As a class of key building blocks in the chemical industry, propylene is mainly obtained from the by-product of naphtha steam cracking and refinery fluid catalytic cracking. Dehydrogenation of propane in the presence of CO2 (CO2-ODHP), as an on-purpose process for producing propylene, is one of the most potential alternative routes. In the present work, a series of mesoporous materials with different pore structures, namely SBA-15, MCF, KIT-6, and microporous materials of Silicalite-1 were synthesized via the hydrothermal method.

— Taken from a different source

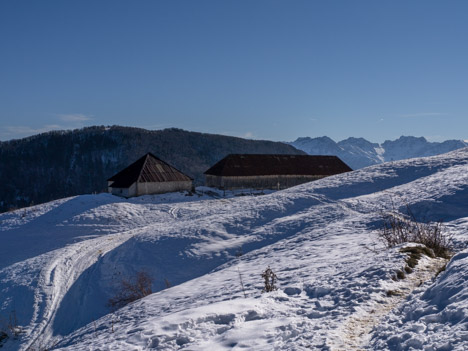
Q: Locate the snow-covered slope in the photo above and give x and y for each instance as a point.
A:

These supports were further impregnated with 5 wt% GaN and applied in the CO2-ODHP. The effects of the support, especially the pore structure, acidic and basic properties, Si–OH species, redox characteristic, etc. on catalytic performance of GaN/SiO2 were studied. The 5GaN/Silicalite-1 catalyst (5 means 5 wt%) with a microporous structure, was vigorously disturbed by the extra-granular and intra-granular diffusion limitations, resulting in a low propylene selectivity. However, the Si–OH species in the Silicalite-1 could react with GaN to create more active sites of the Si–O–GaN species, resulting in the improvement of the propane conversion. The 3D interconnected mesopores of the KIT-6 are favorable to eliminate the extra-granular diffusion limitation, and no intra-granular diffusion limitation exists during the reaction. The combination of active sites and mass transfer properties of the catalysts could reduce the apparent activation energy of the reaction, offering an excellent catalytic activity. The present work gains insight into how to reasonably design an efficient GaN-based catalyst in the CO2-ODHP reaction, especially with microporous/mesoporous structures.